A slight footnote here would be appropriate, to let the reader know that Quichotte is not real. His fictionary realness has been created by Sam Duchamp, a third-rate spy novelist, estranged from his successful sister, a Human Rights Lawyer living in London, estranged, angry, and deeply embittered by the Brother. The Sister also needs a drug, that can be arranged by the Brother. But they haven’t spoken in 30-odd years. Throughout the book, these two characters are referred to, as ‘Brother’ and ‘Sister’ – a narrative trope to tell us, that there is no brother without the sister, their names don’t matter, but what two people do to each other, in the wingspan of their lifetimes, does. The human foibles in the failed and resurrected relationships – that determine the title at birth.
So the same story happens twice. One with Quichotte. And one with Brother, the writer of Quichotte.
Rushdie’s brilliance lies in your own forgetfulness, when the real and the fictional are no longer carefully winnowed by your subconscious when you no longer know whether Brother is writing Quichotte or Quichotte is writing Brother.
And Rushdie’s brilliance, resides again, in the fact that you ‘want’ to read this twice. Once with Quichotte, and once more with Brother.

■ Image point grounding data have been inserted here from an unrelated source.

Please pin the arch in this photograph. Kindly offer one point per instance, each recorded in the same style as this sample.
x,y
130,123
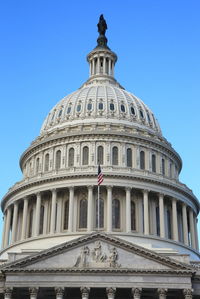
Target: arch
x,y
142,160
129,157
116,214
115,155
100,152
85,155
83,213
58,159
66,214
71,157
46,162
153,158
133,216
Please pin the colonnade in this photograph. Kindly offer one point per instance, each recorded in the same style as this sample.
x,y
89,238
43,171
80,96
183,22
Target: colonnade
x,y
136,293
53,211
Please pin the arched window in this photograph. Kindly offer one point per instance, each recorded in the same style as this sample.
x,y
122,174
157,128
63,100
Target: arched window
x,y
163,166
58,160
85,155
66,214
142,160
41,220
30,223
133,216
46,162
83,214
115,155
37,164
153,163
100,211
71,157
129,157
116,214
100,155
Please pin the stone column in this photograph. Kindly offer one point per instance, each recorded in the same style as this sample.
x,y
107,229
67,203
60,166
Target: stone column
x,y
192,235
90,209
85,292
146,212
111,293
185,224
128,210
37,216
174,220
162,293
136,292
162,215
71,209
8,221
59,293
187,293
8,293
14,224
109,208
53,211
24,218
33,293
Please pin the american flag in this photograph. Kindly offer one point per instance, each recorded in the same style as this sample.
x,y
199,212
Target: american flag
x,y
100,175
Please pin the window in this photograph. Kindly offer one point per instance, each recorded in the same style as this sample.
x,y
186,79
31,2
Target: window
x,y
100,212
58,160
41,220
122,108
85,155
153,163
129,157
116,214
46,162
142,160
100,106
163,166
66,214
133,218
71,157
115,155
83,214
100,155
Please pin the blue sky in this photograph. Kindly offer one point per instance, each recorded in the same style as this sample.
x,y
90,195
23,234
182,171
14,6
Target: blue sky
x,y
42,58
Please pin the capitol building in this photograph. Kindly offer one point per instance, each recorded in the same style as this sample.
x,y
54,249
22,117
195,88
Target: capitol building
x,y
135,236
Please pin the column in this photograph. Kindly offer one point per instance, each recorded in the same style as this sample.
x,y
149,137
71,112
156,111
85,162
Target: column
x,y
185,224
8,221
24,218
90,209
7,293
136,292
14,224
37,216
59,292
71,209
128,210
109,208
111,292
33,293
174,220
53,211
192,235
85,292
162,293
162,215
187,293
146,212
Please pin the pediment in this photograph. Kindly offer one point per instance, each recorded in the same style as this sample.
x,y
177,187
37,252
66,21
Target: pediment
x,y
97,251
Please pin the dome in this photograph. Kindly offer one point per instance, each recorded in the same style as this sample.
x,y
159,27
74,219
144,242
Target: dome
x,y
102,101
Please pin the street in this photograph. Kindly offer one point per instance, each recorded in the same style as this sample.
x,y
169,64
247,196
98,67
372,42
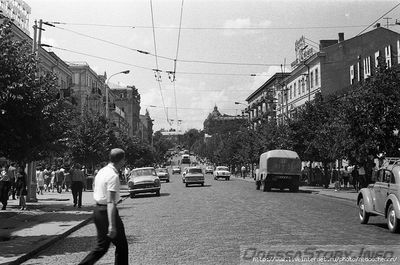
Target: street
x,y
207,225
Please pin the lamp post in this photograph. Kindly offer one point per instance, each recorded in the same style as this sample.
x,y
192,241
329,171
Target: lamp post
x,y
107,90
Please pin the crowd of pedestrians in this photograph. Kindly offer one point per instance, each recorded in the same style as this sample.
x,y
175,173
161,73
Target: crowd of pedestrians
x,y
63,178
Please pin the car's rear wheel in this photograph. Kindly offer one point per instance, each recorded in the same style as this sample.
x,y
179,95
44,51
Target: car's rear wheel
x,y
392,220
362,213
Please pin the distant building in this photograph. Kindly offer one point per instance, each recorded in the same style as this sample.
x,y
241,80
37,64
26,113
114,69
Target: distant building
x,y
145,131
335,67
128,100
18,11
262,102
222,123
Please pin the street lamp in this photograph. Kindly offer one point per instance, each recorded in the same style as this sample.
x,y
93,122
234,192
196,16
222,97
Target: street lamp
x,y
107,89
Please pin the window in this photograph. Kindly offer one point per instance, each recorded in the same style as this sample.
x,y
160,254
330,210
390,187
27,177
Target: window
x,y
388,56
367,67
299,87
294,89
376,58
312,79
398,52
352,74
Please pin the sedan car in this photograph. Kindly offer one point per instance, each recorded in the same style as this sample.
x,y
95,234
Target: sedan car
x,y
222,172
144,180
176,170
209,170
163,174
383,197
193,175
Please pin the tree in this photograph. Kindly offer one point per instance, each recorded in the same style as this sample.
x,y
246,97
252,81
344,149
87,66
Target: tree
x,y
33,120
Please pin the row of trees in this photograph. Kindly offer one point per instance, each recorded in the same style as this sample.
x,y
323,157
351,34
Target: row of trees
x,y
36,124
358,124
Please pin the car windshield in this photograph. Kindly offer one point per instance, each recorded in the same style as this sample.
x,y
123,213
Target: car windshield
x,y
143,172
195,170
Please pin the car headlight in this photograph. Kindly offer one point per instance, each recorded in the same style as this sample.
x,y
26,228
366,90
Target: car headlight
x,y
156,182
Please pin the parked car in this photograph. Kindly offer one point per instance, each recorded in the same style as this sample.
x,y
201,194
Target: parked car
x,y
383,197
279,169
222,172
144,180
163,174
209,170
193,175
176,170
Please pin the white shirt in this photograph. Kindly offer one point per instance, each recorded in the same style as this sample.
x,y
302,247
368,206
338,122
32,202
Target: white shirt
x,y
107,179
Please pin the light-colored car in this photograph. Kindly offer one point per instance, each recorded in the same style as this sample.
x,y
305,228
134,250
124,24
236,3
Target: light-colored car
x,y
222,172
193,175
163,174
176,170
383,197
209,170
144,180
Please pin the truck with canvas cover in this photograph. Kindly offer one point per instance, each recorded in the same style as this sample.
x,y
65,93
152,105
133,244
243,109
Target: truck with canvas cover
x,y
279,169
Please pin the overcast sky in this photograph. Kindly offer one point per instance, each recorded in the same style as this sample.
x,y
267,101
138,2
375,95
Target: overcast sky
x,y
214,31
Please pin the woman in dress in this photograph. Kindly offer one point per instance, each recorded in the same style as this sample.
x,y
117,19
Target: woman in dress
x,y
21,187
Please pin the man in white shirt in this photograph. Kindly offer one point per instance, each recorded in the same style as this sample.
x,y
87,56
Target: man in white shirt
x,y
106,218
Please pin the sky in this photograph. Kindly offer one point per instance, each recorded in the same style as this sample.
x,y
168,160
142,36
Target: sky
x,y
223,51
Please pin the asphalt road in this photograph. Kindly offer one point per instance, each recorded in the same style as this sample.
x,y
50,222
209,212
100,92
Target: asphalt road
x,y
208,225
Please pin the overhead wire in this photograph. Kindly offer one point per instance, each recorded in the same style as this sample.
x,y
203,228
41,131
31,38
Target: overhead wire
x,y
176,58
373,23
157,70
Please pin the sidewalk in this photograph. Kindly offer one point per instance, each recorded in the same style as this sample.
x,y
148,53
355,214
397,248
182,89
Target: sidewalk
x,y
346,194
23,234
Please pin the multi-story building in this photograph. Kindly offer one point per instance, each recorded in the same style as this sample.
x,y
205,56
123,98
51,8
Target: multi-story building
x,y
18,11
145,131
222,123
88,88
261,103
337,65
128,100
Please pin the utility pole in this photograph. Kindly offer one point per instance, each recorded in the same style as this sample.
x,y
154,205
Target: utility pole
x,y
387,21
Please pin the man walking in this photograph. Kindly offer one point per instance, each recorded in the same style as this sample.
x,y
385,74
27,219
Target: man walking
x,y
108,223
4,187
77,182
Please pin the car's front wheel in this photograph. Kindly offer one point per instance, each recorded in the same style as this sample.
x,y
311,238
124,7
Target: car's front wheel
x,y
362,213
392,220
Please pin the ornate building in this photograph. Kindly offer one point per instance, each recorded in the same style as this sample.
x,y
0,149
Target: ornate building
x,y
222,123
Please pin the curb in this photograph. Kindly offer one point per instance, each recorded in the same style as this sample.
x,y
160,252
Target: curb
x,y
40,248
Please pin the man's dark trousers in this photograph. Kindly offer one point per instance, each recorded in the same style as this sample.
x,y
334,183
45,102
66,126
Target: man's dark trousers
x,y
77,188
103,241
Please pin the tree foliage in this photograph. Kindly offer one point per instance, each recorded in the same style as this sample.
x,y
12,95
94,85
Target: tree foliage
x,y
32,117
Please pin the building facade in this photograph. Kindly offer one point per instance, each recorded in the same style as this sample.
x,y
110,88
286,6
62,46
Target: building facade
x,y
262,102
335,67
128,100
222,123
18,11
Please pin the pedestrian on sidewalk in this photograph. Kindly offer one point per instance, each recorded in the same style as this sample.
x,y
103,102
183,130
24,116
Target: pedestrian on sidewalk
x,y
12,171
77,183
4,187
40,180
109,225
22,190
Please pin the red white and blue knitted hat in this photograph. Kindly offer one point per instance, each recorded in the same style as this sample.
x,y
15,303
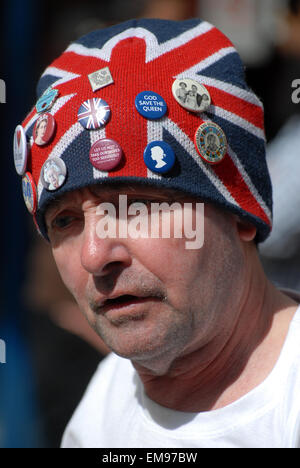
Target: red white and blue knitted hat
x,y
149,55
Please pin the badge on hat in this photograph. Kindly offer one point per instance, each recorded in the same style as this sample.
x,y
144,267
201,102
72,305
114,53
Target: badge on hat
x,y
44,129
159,157
150,105
210,142
93,113
29,192
46,101
191,95
100,78
20,150
53,174
105,154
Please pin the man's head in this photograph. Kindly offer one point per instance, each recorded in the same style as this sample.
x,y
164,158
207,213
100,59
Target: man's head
x,y
117,280
149,55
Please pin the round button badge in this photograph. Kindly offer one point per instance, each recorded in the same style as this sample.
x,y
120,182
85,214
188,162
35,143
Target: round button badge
x,y
93,113
53,174
210,142
150,105
105,154
44,129
20,150
159,157
46,101
29,192
191,95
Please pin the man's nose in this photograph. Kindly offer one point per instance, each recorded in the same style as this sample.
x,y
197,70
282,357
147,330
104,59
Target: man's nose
x,y
102,257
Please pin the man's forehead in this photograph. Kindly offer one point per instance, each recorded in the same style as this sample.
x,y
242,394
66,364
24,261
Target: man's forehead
x,y
111,191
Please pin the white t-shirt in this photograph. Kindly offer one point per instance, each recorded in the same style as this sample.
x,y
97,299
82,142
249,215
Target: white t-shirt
x,y
116,413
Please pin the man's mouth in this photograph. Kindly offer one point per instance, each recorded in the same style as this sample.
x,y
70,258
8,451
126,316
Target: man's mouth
x,y
125,306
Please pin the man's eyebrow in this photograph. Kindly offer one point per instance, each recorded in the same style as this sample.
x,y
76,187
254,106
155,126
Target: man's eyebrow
x,y
54,205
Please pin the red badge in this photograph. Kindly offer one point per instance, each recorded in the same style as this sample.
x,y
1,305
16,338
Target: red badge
x,y
105,154
44,129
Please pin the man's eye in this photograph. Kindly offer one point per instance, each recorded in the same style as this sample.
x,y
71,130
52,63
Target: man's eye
x,y
63,221
139,200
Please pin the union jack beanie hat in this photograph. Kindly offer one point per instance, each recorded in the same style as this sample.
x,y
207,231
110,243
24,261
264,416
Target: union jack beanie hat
x,y
155,102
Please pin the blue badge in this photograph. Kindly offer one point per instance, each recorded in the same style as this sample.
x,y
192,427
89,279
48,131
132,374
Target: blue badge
x,y
46,100
150,105
159,157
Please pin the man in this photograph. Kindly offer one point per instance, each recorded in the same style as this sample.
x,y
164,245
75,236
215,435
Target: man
x,y
205,349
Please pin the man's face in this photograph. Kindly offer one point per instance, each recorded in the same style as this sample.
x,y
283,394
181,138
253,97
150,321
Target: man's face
x,y
150,299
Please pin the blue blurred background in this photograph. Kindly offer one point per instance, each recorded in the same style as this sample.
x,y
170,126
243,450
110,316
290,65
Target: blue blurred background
x,y
50,352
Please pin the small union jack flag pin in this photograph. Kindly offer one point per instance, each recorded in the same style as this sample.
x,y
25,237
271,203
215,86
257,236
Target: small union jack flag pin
x,y
93,113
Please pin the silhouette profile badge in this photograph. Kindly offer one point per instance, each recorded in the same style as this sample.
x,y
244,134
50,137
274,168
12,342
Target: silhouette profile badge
x,y
159,157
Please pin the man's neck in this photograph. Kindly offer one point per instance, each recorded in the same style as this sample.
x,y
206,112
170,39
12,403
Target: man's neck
x,y
228,367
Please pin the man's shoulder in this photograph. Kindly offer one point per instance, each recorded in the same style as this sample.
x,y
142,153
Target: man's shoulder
x,y
108,395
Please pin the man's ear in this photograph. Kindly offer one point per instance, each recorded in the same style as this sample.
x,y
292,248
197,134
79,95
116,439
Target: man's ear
x,y
246,230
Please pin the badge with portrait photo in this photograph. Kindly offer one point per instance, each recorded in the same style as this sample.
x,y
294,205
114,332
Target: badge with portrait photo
x,y
53,174
191,95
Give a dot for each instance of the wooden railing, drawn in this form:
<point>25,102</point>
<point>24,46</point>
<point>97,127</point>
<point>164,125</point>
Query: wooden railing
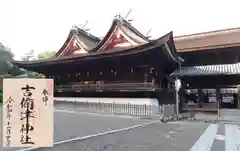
<point>108,86</point>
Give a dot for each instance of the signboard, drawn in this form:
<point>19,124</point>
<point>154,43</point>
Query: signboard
<point>27,113</point>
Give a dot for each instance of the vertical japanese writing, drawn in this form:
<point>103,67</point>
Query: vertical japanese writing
<point>27,104</point>
<point>45,96</point>
<point>8,104</point>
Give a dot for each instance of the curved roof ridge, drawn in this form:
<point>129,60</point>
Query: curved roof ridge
<point>88,34</point>
<point>207,33</point>
<point>128,24</point>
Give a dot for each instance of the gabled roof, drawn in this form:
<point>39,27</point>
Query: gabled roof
<point>208,40</point>
<point>166,42</point>
<point>208,70</point>
<point>77,40</point>
<point>121,27</point>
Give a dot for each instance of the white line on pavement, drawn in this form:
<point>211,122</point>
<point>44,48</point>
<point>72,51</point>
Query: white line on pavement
<point>204,143</point>
<point>96,135</point>
<point>232,142</point>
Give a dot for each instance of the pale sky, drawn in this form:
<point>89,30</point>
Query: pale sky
<point>44,24</point>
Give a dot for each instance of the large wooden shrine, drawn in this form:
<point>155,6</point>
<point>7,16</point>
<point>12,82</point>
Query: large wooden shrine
<point>211,70</point>
<point>123,63</point>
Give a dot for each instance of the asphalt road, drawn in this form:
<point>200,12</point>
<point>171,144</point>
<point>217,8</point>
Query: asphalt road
<point>71,125</point>
<point>173,136</point>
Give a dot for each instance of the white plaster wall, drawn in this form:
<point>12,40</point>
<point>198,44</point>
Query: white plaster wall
<point>138,101</point>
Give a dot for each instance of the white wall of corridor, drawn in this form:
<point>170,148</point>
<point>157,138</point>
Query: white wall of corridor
<point>137,101</point>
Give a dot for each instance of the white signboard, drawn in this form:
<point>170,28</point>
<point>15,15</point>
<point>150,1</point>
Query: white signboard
<point>27,113</point>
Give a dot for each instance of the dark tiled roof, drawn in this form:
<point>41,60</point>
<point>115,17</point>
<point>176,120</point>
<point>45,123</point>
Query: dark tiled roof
<point>208,70</point>
<point>208,40</point>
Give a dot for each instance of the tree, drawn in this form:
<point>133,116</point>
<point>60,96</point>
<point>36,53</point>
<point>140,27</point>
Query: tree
<point>28,56</point>
<point>5,55</point>
<point>45,54</point>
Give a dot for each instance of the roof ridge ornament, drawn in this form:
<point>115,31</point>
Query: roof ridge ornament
<point>82,27</point>
<point>147,34</point>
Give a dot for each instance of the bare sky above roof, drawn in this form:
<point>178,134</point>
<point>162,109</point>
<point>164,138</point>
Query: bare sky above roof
<point>44,24</point>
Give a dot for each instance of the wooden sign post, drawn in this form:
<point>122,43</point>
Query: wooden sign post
<point>27,113</point>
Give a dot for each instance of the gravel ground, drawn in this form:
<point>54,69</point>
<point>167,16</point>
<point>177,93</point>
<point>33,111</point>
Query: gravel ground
<point>154,137</point>
<point>67,126</point>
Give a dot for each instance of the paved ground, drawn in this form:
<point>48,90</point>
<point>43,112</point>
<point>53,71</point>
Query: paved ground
<point>175,136</point>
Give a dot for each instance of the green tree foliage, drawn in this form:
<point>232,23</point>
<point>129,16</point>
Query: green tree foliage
<point>28,56</point>
<point>45,54</point>
<point>5,55</point>
<point>1,96</point>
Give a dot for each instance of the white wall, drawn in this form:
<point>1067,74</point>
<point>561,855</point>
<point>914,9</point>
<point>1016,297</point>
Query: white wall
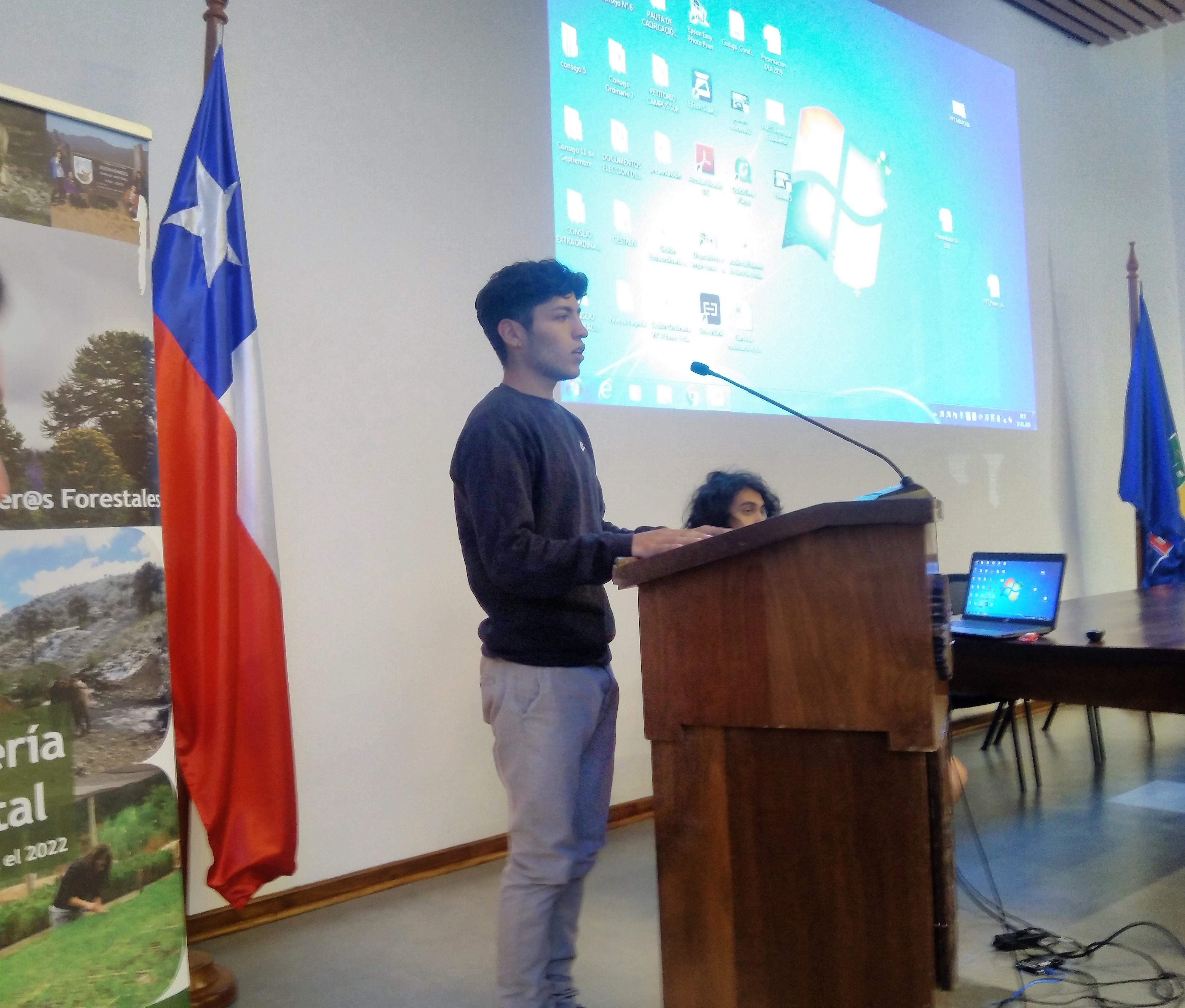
<point>1175,108</point>
<point>394,154</point>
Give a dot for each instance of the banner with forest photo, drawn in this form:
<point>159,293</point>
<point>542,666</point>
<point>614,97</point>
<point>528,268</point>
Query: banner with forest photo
<point>92,908</point>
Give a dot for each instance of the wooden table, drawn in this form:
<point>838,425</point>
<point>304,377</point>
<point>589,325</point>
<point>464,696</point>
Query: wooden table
<point>1139,665</point>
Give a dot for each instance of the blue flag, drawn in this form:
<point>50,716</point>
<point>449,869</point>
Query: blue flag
<point>1152,478</point>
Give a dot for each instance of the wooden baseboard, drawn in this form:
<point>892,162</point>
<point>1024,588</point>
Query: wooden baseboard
<point>301,900</point>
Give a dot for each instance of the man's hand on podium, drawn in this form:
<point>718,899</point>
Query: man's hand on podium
<point>659,541</point>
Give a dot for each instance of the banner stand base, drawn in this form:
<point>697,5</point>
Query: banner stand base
<point>211,986</point>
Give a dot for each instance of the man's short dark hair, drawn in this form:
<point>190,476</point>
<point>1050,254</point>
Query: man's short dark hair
<point>516,291</point>
<point>711,503</point>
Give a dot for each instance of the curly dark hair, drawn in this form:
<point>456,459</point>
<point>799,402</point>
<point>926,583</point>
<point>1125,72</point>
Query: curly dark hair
<point>99,860</point>
<point>711,503</point>
<point>516,291</point>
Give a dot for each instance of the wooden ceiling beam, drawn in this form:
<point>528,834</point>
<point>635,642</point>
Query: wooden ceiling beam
<point>1170,12</point>
<point>1127,15</point>
<point>1072,9</point>
<point>1056,18</point>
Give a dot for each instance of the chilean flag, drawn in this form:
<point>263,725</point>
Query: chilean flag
<point>226,625</point>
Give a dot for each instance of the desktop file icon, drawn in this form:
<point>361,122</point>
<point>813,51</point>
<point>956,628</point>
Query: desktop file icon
<point>575,208</point>
<point>660,71</point>
<point>568,41</point>
<point>619,137</point>
<point>621,217</point>
<point>617,57</point>
<point>573,126</point>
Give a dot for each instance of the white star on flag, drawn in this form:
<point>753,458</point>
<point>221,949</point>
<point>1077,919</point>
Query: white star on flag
<point>208,221</point>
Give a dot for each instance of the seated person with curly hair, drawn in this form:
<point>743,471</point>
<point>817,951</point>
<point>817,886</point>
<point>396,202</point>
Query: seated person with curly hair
<point>733,500</point>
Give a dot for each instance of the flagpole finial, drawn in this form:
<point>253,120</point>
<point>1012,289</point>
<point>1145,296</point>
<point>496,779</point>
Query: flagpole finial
<point>1135,293</point>
<point>216,19</point>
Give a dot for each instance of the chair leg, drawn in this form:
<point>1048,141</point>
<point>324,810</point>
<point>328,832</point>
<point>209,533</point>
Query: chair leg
<point>1093,734</point>
<point>1049,717</point>
<point>991,728</point>
<point>1097,736</point>
<point>1009,716</point>
<point>1033,745</point>
<point>1016,749</point>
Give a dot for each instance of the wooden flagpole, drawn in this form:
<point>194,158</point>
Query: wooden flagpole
<point>1133,322</point>
<point>211,986</point>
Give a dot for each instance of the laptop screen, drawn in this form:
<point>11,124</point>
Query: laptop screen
<point>1015,587</point>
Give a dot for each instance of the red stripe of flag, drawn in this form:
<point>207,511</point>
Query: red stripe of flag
<point>227,645</point>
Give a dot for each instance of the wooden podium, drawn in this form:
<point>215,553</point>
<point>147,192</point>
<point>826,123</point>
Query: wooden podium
<point>797,718</point>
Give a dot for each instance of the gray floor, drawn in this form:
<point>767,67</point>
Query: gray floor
<point>1067,858</point>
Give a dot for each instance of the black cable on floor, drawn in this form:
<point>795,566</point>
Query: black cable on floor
<point>1167,986</point>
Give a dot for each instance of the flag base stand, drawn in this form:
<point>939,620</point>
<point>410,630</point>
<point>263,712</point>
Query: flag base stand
<point>211,986</point>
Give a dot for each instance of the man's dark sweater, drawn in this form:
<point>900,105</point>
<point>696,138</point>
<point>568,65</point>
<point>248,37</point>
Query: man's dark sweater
<point>531,518</point>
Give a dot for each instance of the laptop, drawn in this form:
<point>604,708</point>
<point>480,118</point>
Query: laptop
<point>1011,594</point>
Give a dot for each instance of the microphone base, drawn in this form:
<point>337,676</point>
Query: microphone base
<point>906,488</point>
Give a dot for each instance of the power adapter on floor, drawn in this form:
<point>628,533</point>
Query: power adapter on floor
<point>1040,966</point>
<point>1017,941</point>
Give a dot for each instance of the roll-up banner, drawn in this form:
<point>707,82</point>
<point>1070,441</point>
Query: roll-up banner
<point>92,908</point>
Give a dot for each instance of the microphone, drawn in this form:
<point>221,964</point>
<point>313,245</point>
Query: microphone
<point>906,488</point>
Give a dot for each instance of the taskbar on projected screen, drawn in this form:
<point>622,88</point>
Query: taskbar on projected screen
<point>722,398</point>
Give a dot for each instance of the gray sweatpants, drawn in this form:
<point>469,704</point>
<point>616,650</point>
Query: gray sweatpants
<point>555,731</point>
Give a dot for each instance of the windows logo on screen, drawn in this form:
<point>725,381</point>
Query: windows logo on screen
<point>837,199</point>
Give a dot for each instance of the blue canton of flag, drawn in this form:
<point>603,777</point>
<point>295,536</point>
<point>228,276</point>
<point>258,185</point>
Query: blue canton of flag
<point>1152,478</point>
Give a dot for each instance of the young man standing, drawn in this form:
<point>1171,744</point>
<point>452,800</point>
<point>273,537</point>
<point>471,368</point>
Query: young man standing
<point>539,551</point>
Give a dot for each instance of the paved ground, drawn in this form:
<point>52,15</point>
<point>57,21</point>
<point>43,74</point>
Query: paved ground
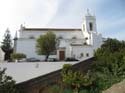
<point>117,88</point>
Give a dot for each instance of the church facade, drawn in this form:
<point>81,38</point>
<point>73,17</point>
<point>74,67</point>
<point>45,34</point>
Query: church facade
<point>74,43</point>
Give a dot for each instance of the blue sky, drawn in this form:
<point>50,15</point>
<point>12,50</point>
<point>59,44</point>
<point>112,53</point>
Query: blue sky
<point>110,15</point>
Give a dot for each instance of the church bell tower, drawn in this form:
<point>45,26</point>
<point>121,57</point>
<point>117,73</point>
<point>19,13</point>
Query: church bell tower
<point>89,23</point>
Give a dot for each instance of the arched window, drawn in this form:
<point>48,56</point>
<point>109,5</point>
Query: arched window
<point>91,26</point>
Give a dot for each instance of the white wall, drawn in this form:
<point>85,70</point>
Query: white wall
<point>28,47</point>
<point>1,55</point>
<point>77,50</point>
<point>25,71</point>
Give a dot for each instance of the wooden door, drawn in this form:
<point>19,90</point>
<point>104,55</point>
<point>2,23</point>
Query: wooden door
<point>61,55</point>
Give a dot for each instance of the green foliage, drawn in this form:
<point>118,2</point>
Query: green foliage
<point>46,44</point>
<point>76,79</point>
<point>55,89</point>
<point>18,56</point>
<point>109,67</point>
<point>7,45</point>
<point>7,84</point>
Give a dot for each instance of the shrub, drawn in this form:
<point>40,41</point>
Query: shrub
<point>18,56</point>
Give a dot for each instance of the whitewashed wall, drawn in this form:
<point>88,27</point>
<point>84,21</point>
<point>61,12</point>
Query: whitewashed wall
<point>1,55</point>
<point>77,50</point>
<point>25,71</point>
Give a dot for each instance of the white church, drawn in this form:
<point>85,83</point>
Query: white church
<point>74,43</point>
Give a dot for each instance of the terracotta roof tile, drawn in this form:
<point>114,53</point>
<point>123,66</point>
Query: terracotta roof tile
<point>51,29</point>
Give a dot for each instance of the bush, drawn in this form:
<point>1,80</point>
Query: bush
<point>18,56</point>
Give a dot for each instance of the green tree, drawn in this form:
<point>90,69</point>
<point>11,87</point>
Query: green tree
<point>47,44</point>
<point>109,67</point>
<point>76,78</point>
<point>7,84</point>
<point>7,45</point>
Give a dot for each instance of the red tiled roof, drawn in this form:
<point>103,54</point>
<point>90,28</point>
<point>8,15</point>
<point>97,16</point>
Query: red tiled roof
<point>51,29</point>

And this novel is crowded, meandering, disassembling, sprawling – with no single root or soil, gushing forth with the absence of a dominant narrative line. It speaks of the thronging crowdedness of life, the multiplicity of conflicts – deeply personal and passionately political, it pitches one against the other, shows the inevitability of one over the other, it moves between its tramlines of plot and prejudice – it’s encyclopedic with its psychedelic hues. E.g. Quichotte visits an eerie town on his road trip, when the motel manager wants to check the size of his teeth and the count of his canines. During the night, there is abominable howling and trumpeting. Quichotte wakes up to find mastodons, yes mastodons, tearing down the streets, snarling. The hotel manager apologizes to Quichotte and explains that those were the neighbors, one by one, slowly turning into mastodons, because they no longer listened to reason, they were horribly fascist and refused to engage. Hence, they were all succumbing to the Mastodon Malady.
Yeah, almost forgot. The book is rife with metaphorical roguery, the centrifugal one being – do we any longer, really truly know what is real? And what is not real?
I’ve always believed that no two people read the same book. And in Rushdie’s allegorical outing, I am absolutely sure that the book I’ve read will be very different from the one that you will.
Is it a story of forgiveness? Where Brother must talk to Sister and honor their intertwined lives? Is it a story of love? Where Quichotte, in his questing as Gallant knight, reinvigorates the unhopeful Salma R? Is it a story that explains the climate emergency depicted with a gaping hole in the sky, with the end-of-book scenes played out like Will-Smith-End-of-World doomsday saga? Is it a story that tells us of the pernicious hypnotism that wrongful, treacherous media fuelled by distorted political ambition, has over us? Or, is it a simple story of how a failed man fictionally writes about another failed man, hoping the written failed man wouldn’t fail as much as him?
I.do.not.know. And.neither.will.you.
Rushdie’s Quichotte is one breath away from being tossed away as Absurd. And that breath, is that of a Reader, with a mind forever colluded, with opposites and the cataclysmic, with plot lines that jump and dissolve and parkour, thought lines that are neither straight nor curved, and a will, that always allow, that is always disobedient.
This book is not for everyone. But. It could most certainly be for you.